Published online by Cambridge University Press: 22 September 2009
This work is a study of economies and trade routes, of merchants and their capital in Mughul India, Safavid Iran, Uzbek Turan and Muscovite Russia. It is, more particularly, a study of the characteristics and significance of the Mughul-Indian trade diaspora in Iran, Turan and Russia. The underlying purpose of the work is to use new evidence and employ a new perspective to amend radically the persistent Eurocentric bias that continues to characterize most research on Eurasian trade in the sixteenth, seventeenth and eighteenth centuries. A remarkable number of articles and books have been published on this commerce in the last two decades, and many have focused on India, but nearly all of them have been primarily concerned with aspects of European maritime expansion.

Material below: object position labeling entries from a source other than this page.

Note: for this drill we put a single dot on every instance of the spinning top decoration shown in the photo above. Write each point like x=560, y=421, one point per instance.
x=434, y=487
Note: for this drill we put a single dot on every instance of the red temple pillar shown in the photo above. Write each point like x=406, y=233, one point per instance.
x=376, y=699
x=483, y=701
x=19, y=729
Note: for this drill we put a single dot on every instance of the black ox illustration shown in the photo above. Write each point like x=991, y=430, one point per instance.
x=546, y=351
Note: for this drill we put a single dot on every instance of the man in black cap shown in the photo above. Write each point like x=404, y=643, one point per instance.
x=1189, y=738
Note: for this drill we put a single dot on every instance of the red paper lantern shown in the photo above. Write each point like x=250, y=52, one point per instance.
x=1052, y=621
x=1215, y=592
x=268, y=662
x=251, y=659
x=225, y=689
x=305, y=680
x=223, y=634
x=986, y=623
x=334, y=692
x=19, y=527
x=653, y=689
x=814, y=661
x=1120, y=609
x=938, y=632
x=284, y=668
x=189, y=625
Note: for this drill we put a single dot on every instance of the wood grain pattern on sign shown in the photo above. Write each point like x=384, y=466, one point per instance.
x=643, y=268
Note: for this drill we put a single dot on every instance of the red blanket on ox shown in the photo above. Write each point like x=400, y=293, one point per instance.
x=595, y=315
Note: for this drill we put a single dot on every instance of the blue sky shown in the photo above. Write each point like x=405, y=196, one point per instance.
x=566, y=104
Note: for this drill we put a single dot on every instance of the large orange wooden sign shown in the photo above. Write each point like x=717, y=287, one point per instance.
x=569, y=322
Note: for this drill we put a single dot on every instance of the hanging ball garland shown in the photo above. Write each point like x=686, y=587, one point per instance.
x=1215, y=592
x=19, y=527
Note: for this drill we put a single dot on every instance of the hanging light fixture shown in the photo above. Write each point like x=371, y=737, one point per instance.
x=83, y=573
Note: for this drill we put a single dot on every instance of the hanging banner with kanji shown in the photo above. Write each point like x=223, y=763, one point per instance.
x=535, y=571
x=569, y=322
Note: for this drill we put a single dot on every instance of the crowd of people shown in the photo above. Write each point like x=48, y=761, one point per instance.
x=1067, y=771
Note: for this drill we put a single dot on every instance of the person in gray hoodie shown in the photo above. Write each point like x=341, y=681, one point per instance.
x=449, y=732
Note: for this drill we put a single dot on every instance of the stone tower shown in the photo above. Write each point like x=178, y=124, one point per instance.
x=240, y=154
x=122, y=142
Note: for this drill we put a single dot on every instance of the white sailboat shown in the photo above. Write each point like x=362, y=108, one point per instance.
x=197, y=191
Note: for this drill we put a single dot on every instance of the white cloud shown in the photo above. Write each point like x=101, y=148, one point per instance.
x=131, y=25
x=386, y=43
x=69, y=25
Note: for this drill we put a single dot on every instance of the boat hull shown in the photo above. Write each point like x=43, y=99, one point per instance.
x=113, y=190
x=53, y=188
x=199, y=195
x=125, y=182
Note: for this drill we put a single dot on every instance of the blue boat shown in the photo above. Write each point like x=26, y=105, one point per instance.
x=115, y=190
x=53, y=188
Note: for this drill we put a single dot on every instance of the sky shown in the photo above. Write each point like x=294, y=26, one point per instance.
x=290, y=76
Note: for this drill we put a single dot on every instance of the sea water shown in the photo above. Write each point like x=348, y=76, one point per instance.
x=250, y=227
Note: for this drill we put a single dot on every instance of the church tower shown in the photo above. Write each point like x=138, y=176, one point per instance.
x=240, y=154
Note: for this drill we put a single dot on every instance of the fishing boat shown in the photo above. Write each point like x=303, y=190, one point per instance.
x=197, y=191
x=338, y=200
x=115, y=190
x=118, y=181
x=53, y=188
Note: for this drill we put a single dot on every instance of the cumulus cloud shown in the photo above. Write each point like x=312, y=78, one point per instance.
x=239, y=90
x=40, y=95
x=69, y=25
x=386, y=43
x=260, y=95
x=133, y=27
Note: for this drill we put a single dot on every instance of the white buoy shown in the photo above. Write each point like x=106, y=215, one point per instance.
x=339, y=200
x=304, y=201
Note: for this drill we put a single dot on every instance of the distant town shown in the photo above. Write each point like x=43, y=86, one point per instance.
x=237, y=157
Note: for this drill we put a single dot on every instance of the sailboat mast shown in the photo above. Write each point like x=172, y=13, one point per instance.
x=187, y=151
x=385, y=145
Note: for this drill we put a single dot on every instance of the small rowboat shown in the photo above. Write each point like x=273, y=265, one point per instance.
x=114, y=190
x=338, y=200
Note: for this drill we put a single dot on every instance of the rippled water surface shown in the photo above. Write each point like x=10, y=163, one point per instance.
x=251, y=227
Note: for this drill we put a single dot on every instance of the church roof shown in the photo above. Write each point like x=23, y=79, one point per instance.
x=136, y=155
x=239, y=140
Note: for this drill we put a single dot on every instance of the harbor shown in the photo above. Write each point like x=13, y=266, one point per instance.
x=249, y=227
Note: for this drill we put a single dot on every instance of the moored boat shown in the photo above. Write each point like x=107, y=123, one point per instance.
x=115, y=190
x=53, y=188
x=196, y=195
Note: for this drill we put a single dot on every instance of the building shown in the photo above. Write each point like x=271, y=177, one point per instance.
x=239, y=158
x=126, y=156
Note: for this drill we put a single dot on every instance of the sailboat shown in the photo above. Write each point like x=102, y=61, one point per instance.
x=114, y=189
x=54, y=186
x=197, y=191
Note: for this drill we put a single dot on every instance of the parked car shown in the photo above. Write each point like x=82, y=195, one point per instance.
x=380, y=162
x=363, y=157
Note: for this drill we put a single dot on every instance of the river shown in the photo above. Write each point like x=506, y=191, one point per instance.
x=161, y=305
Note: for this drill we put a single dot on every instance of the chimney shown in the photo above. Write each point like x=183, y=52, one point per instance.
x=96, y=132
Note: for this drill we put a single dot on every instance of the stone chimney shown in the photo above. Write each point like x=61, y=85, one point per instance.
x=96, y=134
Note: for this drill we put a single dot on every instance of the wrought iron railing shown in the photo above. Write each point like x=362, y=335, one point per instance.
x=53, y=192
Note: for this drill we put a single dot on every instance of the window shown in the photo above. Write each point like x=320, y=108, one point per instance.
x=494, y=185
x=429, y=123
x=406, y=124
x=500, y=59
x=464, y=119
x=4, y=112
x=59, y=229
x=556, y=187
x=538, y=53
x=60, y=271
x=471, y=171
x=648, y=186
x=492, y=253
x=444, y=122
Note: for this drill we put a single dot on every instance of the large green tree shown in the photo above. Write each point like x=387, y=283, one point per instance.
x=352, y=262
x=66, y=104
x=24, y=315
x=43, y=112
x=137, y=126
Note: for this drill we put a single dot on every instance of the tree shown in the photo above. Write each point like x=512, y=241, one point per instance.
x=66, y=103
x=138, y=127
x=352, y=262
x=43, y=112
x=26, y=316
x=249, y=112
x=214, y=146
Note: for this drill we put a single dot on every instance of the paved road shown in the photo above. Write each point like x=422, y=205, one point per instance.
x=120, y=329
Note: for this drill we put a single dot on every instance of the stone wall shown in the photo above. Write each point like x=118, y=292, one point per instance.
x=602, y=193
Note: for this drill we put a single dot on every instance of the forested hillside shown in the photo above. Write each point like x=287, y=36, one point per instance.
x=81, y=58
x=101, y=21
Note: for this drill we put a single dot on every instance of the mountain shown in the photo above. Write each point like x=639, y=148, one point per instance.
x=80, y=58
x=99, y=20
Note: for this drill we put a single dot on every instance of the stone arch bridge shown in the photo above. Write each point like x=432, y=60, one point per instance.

Two prevalent assumptions of this historiography have been that Indian commerce with its neighboring territories was comparatively insignificant when measured against European trade, and that Indian merchants themselves, to the extent that they ever had been involved in this trade in the first place, were by the seventeenth century in full-scale retreat in the face of European competition. As far as Mughul India's trade with Iran, Turan and Russia was concerned, these assumptions are incorrect.
I began this study in order to correct this erroneous, one-sided view of Eurasian commerce by examining the role of large numbers of merchants from Mughul India who lived semi-permanently and conducted business in Iran, Turan and Russia in the seventeenth and eighteenth century.